IDLES: Ultra Mono, an album that 2020 desperately needed. The album’s restless energy and upbeat anger reflects the chaos and uncertainty of our current world. This album is filled with intelligent and powerful statements covering areas such as Race, Gender, Class Division, Austerity, the British Empire and Consent (just to name a few…), an impressive range of issues within 42 minutes. Ultra Mono was released on September 25th, 2020, where the music magazine Louder Than War awarded it a 10 out of 10 and described it as “the album of their career.”
Back in 2017, IDLES came to fame with their career defining album ‘Brutalism’, placing the band into one of England’s best up and coming rock bands. The Bristolian band consists of Joe Talbot on vocals, Mark Bowen (guitar), Lee Kiernan (guitar), Adam Devonshire (bass) and Jon Beavis (drums). The band has faced a wide reception, with critics labelling them as ‘performative activists’ who have shouted their way to the top, which is hard to believe when looking into the passions and beliefs intertwined in the band’s material. Within a Facebook post made by Joe himself, they explain what the album really means to them:
“ULTRA MONO is the acceptance of now and I and you. We are not the same but behold something together that is true: the moment. I cannot control anything but my ideas, my actions and my emotions, I cannot control yours. In allowing our art to be momentary, we give ourselves and you the opportunity to perceive who we all are now as truth.
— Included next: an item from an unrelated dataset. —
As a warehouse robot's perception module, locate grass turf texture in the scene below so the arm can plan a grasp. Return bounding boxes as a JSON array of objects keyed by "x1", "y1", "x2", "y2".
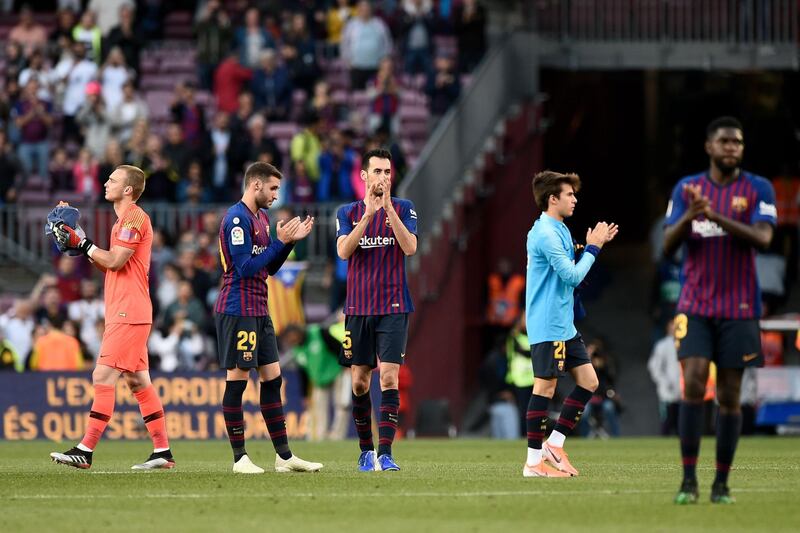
[{"x1": 0, "y1": 438, "x2": 800, "y2": 533}]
It is an engine of all that we can’t control: our race, our age, our class and our past in the form of what we control absolutely – our music, our now. Joy is still an act of resistance. No more apologies. We will work hard and work honestly. Ultra Mono is joy’s engine and it goes. We hope that you feel a sense of strength and purpose from listening to Ultra Mono. It is meant to fill you with the violence love and the rhythm of now. You are now. You are all. All is love.”
– Joe Talbot, via Facebook
In IDLES’ own homemade fashion, the album opens with a monster of a message, stating “This means war” Anti-war! War!”, an explosive point surrounding the idea of letting go of intrusive thoughts/ negativity and just being in the moment. The politically charged topics are made incredibly clear from the get-go with no need for beating around the bush, as heard in the song ‘Grounds’:
“Saying my race and class aint suitable/So I raise my pink fist and say black is beautiful.”
The toxicity of our country’s current political climate is made evident, where nationalism is a huge flaw within Britain (heavily featured within the album’s hit ‘Model Village’), with references to the newspaper ‘The Sun’ and of course Brexit. Their call for ‘strength in numbers’ insinuates the idea that the demise of the status quo can only be started through solidarity and cooperation, where the songs’ powerful drums and heavy guitar riffs only exacerbate the importance of being loud and angry, where peaceful protests can only get us so far. The punk/jungle song ‘Carcinogenic’ also holds a powerful message to today’s political climate, where the band perfectly summarizes the real carcinogenic in society as inequality. Their use of instrumentals also reflects the idea of mundanity and exploitation of modern life with the use of distortion and repetition within the song’s structure.
“Cramming people into high-rises, while selling their welfare for low prices/Public spending gets big slices, while ignoring the true crisis”The ‘in-your-face’ shouting and fearlessness is exactly what the UK’s rock scene needs right now, where politics is an important part of what makes rock music great. Its self-aware anger combined with great wit and a mosh-pit worthy guitar riff compels the audience to finally want to make passionate changes to how we live our daily lives and how others do too.